Savannas are widespread ecological communities characterized by a discontinuous overstory of trees in a graminoid-dominated groundcover.  Disturbance is one process put forward to explain the co-occurrence of grasses and trees in savanna communities.  Disturbance models of savannas propose that recurring external disturbances impose strong limits on overstory tree density, preventing the competitive displacement of the graminoid understory. The frequency and intensity of some disturbances such as fire, however, are largely determined internally to the savanna system by vegetation composition and characteristics rather than by external climatic conditions.
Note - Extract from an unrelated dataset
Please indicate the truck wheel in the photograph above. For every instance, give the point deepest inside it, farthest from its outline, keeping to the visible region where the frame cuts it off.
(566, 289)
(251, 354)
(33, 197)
Disturbance models that include feedbacks between vegetation and fire have demonstrated that these internal feedbacks can stabilize ecosystems in a savanna state.  Models that incorporate fire-vegetation feedbacks, however, do not usually consider space, despite fire spread being an inherently spatial process.  We investigate a spatial version of a disturbance model that incorporates feedback between vegetation and fire using a cellular automaton (CA).   Our savanna CA incorporates state transitions between grass, savanna trees, and forest trees, while allowing for fire and hurricane disturbance in the landscape. 

Results/Conclusions

We show that a feedback of grass and savanna trees on spatially-localized fire probability can maintain an ecosystem in a savanna state.  This result is consistent with non-spatial disturbance models that also incorporate vegetation-fire feedbacks.  Our CA predicts that distinct spatial patterns are associated with vegetation-fire feedbacks.  An over-dispersed spatial patterning of large trees, for example, results from positive vegetation-fire feedbacks, which is consistent with empirical observations from some savannas.  The absence of this internal feedback in our CA results in an abrupt transition from grassland to forest both spatially within the landscape and globally as fire becomes less frequent:  no intermediate savanna state is reached.  We suggest that internal feedbacks may be widespread in savanna systems, facilitating the coexistence of grasses and trees.